Um dos paradigmas do jornalismo brasileiro, Cláudio Abramo (1923-1987), dizia que a ética dele como jornalista era a mesma que ele tinha como cidadão. Vejam o que ele escreve no livro A Regra do Jogo: ‘Sou jornalista, mas gosto mesmo é de marcenaria. Gosto de fazer móveis, cadeiras, e minha ética como marceneiro é igual à minha ética como jornalista – não tenho duas. (…) O cidadão não pode trair a palavra dada, não pode abusar da confiança do outro, não pode mentir. (…) O jornalista não tem ética própria. Isso é um mito. A ética do jornalista é a ética do cidadão. O que é ruim para o cidadão é ruim para o jornalista.’ Suspeito ser algo parecido o que Demitri queira nos dizer, ainda que seja preciso lembrar, que os jornalistas, como várias outras profissões, têm um código de ética próprio, para dar conta das especificidades do ofício.
A ombudsman emérita do O POVO, Adísia Sá, professora de jornalismo, inclusive da disciplina de Ética, explica o que ela chama de ‘filosofia da informação’: a existência do fato, a sua confirmação pelo repórter, e a publicação do que foi apurado. ‘Aí se encerra o papel do jornalista’, diz ela. Se o jornalista entender que alguma providência deva ser tomada em relação ao fato noticiado, Adísia defende que o local devido para expô-la seria o próprio jornal, em espaço destinado à opinião. Quanto à questão específica da adolescente que ficaria sob risco com a publicação da reportagem, a professora avalia que os repórteres agiram de forma ‘absolutamente correta’ ao providenciarem proteção para ela, pois ao divulgarem as suas declarações, a adolescente estaria sujeita a possível vingança por parte dos denunciados.
REPORTAGEM
O caderno Documento BR foi produzido pelos jornalistas Cláudio Ribeiro, Luiz Henrique Campos, Felipe Araújo, Demitri Túlio e o repórter-fotográfico Fco Fontenele. Com o motorista Valdir Gomes, eles percorreram mais de quatro mil quilômetros nas rodovias federais no Ceará, mapeando mais de 50 locais onde o crime de exploração sexual contra crianças e adolescentes acontece com mais freqüência.
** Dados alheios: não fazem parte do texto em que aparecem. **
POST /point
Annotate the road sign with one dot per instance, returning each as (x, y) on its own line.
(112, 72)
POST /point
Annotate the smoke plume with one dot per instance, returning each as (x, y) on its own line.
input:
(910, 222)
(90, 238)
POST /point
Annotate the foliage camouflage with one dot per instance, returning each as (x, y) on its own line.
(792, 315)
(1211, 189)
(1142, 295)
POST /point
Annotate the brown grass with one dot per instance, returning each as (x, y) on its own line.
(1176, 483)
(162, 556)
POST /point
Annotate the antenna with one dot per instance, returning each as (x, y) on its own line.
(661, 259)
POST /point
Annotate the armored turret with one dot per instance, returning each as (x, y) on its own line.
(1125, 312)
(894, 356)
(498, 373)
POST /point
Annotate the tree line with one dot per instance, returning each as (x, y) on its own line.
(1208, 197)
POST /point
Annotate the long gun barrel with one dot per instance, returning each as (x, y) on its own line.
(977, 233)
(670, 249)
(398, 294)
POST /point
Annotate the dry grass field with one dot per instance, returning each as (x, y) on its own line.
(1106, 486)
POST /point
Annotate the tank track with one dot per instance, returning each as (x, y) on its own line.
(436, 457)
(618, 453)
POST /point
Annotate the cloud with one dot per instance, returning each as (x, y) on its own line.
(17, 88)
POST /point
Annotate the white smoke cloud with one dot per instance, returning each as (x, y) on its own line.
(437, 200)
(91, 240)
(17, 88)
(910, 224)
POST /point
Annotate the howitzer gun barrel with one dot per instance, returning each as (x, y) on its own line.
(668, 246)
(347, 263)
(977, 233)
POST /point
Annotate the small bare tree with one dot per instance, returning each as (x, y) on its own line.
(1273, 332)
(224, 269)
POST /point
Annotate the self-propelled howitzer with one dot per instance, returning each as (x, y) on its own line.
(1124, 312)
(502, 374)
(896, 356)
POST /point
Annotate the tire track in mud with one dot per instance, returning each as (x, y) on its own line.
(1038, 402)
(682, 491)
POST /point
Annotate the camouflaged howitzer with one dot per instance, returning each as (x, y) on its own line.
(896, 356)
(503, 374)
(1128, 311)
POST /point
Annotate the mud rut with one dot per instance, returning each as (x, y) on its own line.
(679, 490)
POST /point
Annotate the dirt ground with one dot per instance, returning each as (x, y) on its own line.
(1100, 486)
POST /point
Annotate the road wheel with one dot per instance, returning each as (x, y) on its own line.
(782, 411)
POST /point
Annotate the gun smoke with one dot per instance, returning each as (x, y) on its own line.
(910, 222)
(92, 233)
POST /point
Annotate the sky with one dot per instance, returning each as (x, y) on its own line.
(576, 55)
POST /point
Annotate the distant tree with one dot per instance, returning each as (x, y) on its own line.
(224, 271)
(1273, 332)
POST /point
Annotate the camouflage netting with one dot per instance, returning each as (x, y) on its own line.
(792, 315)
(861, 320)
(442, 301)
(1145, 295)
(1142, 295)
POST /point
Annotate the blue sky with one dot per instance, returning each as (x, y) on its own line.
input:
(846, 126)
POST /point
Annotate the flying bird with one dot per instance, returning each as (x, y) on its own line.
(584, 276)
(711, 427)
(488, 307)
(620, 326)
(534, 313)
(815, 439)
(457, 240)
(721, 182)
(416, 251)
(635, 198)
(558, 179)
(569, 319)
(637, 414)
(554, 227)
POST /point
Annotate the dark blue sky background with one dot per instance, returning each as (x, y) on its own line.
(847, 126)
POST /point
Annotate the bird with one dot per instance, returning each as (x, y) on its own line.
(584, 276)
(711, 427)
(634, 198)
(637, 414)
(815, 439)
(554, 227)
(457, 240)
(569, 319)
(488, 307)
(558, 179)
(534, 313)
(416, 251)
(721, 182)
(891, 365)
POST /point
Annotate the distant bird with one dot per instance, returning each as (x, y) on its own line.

O jornal continua a acompanhar o assunto.
O suplemento é resultado de um projeto vencedor do Concurso Tim Lopes de Investigação Jornalística, organizado pela Agência de Notícias dos Direitos da Infância (Andi) e pelo Instituto WCF-Brasil. Os premiados receberam financiamento para produzir a pauta sobre o abuso e exploração sexual de crianças e adolescentes. Dão apoio ao projeto o Fundo das Nações Unidas para a Infância (Unicef), Organização Internacional do Trabalho (OIT), Federação Nacional dos Jornalistas (Fenaj) e Associação Brasileira de Jornalismo Investigativo (Abraji).’